Esa noche Mariana durmió bien y a la mañana siguiente, prescindiendo de su carrera habitual, se presentó en el Juzgado a primera hora con la intención de recabar el informe del fiscal y decidir sobre el destino de la niña Cecilia. Sin embargo, le aguardaba una sorpresa. Joaquín Piles había telefoneado solicitando una entrevista con ella con la mayor urgencia posible. Intrigada, mandó que le avisaran de que ya se encontraba en su despacho y le vinieron con la respuesta de que en diez minutos se presentaría allí. Un tanto inquieta, además de excitada por la curiosidad, aprovechó para salir a buscar un café, porque con la preocupación de llegar cuanto antes había olvidado desayunar, y ante la máquina de café encontró al inspector Alameda.
—Está usted en todas partes —le comentó jovialmente—. No me diga que viene usted aquí por mí.
El inspector, caballeroso, se destocó y le tendió la mano.

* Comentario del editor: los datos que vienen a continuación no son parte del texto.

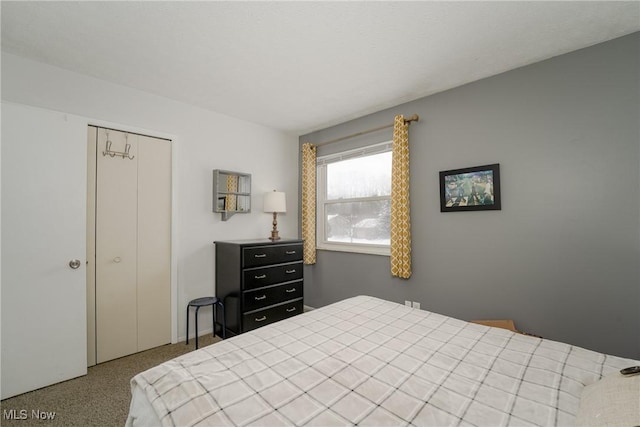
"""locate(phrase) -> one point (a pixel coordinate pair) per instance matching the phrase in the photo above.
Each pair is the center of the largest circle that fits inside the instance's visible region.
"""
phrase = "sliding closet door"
(132, 245)
(154, 242)
(116, 248)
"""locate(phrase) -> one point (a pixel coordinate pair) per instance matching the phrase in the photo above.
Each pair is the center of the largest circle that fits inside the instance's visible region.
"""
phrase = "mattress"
(368, 361)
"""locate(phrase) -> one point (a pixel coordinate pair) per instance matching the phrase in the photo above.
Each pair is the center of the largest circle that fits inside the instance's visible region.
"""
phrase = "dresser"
(260, 281)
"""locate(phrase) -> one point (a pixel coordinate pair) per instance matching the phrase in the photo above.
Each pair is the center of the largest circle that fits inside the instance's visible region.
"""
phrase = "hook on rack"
(124, 154)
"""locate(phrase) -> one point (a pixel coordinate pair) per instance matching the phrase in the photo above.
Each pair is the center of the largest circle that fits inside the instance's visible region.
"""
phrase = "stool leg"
(213, 314)
(197, 308)
(224, 321)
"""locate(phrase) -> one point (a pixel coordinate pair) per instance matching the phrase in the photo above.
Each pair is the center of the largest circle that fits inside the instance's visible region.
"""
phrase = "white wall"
(203, 141)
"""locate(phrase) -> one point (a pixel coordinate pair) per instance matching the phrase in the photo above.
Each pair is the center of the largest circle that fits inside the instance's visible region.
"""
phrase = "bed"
(368, 361)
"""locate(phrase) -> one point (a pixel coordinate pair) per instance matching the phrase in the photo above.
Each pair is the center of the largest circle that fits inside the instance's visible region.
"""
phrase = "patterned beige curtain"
(309, 202)
(400, 213)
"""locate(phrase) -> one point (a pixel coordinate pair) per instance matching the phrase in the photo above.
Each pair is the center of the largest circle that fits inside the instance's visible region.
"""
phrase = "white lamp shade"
(275, 201)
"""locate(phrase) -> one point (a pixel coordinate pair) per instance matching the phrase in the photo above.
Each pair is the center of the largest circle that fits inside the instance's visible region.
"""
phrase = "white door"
(116, 247)
(130, 286)
(43, 228)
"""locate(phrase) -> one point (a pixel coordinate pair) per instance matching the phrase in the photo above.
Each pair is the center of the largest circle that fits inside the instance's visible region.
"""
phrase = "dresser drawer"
(265, 276)
(269, 315)
(265, 297)
(267, 255)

Mariana se percató por primera vez de que el cabello le clareaba en la coronilla y el escaso pelo de esa parte lo peinaba hacia atrás con ayuda de alguna especie de gomina, sin duda para que la gorra no se lo levantase cada vez que se la quitaba, un rasgo de coquetería que le pareció conmovedor. Ella sabía que al inspector no le hacía mucha gracia tener que mirar hacia arriba para hablar con ella —«Con ella o con cualquier mujer», pensó— debido a su corta estatura, pero ahora, con una superior visión sobre la azotea del inspector, entendió mucho mejor su desagrado y el reconocimiento que le hacía al destocarse, lo que la conmovió por segunda vez.
—La verdad —dijo el inspector ofreciéndole el primer café que salió de la máquina— es que quería comentarle unas cuantas cosas acerca del caso Piles y, como me venía bien, decidí pasar por aquí a ver si tenía unos minutos.
—Para usted, siempre, inspector —una sonrisa casi imperceptible asomó a los labios del inspector—. Lo único que le pido es que aguarde un poco porque esta mañana he recibido una llamada de Joaquín Piles, que quería verme con toda urgencia y, bueno, estoy a punto de recibirle, así que mejor me espera usted y hablamos tranquilamente.
—Ah, conque el abuelo Piles tiene prisa. Vaya, vaya… —comentó ladinamente el inspector.
—¿Acaso sabe usted algo más que yo? —preguntó Mariana.
—No. No lo creo, pero tengo mis teorías. Sobre todo tengo la teoría, y ya lo dejé caer en días pasados, de que tras este caso de apariencia tan sencilla se esconde el mayor cúmulo de mentiras que este menda ha visto concentrarse en un solo asunto.
—Sí —respondió Mariana—. La verdad es que la llamada del señor Piles tiene pinta de contener una revelación; no sé de qué calibre.
—Grueso. Grueso calibre, se lo adelanto yo —terció el inspector—. Ya le digo que aquí hay mucha mierda enterrada, con perdón, y ya es hora de meter la pala.
—Está usted que lo tira con las metáforas —se chanceó Mariana.
El inspector se llevó la mano al bolsillo de su sempiterno abrigo y extrajo un libro que agitó ante ella.
—Antonio Machado —reconoció la Juez—. Me deja usted de una pieza.
—A ver si se ha creído que es usted la única que lee —dijo el otro con toda intención. En ese momento apareció frente a ellos Joaquín Piles y Mariana, haciendo un guiño cómplice al inspector como despedida momentánea, se llevó al recién llegado a su despacho. «Y éste —pensó mientras caminaba, refiriéndose al inspector—, ¿cómo sabe que yo soy una lectora empedernida?».